Figure 1

Insulin increases mitochondrial Ca²⁺through an InsP ₃ R dependent pathway. A) Confocal images of insulin-induced mitochondrial Ca²⁺ signal captured at the indicated times in cardiomyocytes loaded with Rhod-FF 5,4 μM. B-E) Representative measures of fluorescence-associated insulin-induced mitochondrial Ca²⁺ signals in cardiomyocytes pre-treated with (gray line) or without (Ctrl, black line) the respective inhibitors for 30 min. Insulin (100 nM) was added at 100 s.

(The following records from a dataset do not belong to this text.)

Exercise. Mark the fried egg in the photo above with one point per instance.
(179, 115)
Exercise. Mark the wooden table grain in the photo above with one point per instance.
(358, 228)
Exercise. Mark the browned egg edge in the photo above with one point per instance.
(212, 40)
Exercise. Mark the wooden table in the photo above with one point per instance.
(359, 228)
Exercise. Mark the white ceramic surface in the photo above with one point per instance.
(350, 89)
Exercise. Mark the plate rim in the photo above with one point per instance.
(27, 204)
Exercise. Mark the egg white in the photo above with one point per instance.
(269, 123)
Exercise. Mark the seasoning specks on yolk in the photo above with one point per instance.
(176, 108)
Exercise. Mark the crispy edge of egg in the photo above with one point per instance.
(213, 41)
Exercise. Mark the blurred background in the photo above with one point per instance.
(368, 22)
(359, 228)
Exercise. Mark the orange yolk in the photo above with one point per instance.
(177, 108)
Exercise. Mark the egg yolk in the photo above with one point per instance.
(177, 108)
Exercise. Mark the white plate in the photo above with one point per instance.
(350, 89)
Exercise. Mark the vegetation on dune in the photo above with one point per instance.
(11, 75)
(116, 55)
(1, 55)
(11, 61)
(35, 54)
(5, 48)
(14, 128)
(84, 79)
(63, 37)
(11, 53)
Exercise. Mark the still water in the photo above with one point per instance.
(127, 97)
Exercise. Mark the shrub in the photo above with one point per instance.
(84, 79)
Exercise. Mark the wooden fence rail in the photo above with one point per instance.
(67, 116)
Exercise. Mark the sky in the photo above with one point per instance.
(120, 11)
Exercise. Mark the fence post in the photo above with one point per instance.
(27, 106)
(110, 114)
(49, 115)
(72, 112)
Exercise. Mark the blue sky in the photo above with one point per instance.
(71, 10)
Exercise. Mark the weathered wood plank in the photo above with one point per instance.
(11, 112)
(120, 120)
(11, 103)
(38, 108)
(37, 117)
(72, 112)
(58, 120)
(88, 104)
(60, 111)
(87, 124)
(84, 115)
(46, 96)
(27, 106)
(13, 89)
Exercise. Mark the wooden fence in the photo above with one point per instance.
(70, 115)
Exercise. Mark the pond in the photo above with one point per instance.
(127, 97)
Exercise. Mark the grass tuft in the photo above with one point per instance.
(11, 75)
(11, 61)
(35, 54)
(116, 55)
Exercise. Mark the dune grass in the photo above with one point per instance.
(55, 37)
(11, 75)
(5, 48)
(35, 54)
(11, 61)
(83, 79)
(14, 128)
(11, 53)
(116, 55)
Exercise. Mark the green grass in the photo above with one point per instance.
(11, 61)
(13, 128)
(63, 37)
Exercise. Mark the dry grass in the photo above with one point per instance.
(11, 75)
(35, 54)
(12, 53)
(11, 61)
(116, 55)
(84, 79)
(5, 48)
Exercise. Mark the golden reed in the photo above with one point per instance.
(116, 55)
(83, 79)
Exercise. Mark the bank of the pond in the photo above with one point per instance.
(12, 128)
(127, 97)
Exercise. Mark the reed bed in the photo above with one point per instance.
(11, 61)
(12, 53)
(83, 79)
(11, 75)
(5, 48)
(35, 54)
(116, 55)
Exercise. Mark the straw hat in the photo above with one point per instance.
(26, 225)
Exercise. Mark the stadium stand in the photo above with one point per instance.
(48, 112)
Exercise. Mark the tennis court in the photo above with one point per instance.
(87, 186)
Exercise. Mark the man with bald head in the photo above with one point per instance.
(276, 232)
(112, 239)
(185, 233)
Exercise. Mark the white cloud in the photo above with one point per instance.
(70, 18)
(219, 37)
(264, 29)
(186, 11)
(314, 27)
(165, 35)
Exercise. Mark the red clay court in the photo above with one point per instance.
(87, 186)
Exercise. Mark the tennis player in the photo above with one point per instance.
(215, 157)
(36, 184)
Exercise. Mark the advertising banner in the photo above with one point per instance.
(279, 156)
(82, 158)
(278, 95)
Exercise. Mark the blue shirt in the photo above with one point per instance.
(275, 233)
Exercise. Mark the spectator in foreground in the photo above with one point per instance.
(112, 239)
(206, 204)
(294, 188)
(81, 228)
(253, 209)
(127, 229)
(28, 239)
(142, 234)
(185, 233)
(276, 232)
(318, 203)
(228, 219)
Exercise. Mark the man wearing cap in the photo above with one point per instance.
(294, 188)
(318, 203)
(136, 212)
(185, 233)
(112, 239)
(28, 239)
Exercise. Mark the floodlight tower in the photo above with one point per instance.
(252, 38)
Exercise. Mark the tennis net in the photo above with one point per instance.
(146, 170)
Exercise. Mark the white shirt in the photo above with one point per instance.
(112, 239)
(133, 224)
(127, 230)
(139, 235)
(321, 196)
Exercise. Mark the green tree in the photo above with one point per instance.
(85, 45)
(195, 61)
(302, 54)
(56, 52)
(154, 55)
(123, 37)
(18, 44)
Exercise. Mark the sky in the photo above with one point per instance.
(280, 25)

B) Ruthenium Red (Ru), 10 μM; C) xestospongin C (XeC), 100 μM; D) U73122 (U73), 10 μM and E) Ryanodine (Rya), 50 μM. F) Area under the curve of insulin-induced mitochondrial Ca²⁺ signals of control, Ru, XeC, U73 and Rya pre-treated cardiomyocytes after insulin stimulation between 100 and 300 s. The results are representative of 3 independent experiments (N = 3), where 10-20 cells were analysed. Data are expressed as mean ± SEM, *P < 0.05 vs. Ctrl. G) Measurement of insulin-induced mitochondrial Ca²⁺ signal in cardiomyocytes transfected with a siRNA control (black line) or a siRNA against MCU (gray line). Insulin (100 nM) was added at 100 s. H) Area under the curve of insulin-induced mitochondrial Ca²⁺ signals of control and siRNA-mCU treated cardiomyocytes. The results are representative of 3 independent experiments (N = 3), where 10-20 cells were analysed. Data are expressed as mean ± SEM, **P < 0.01 vs. siRNA Ctrl.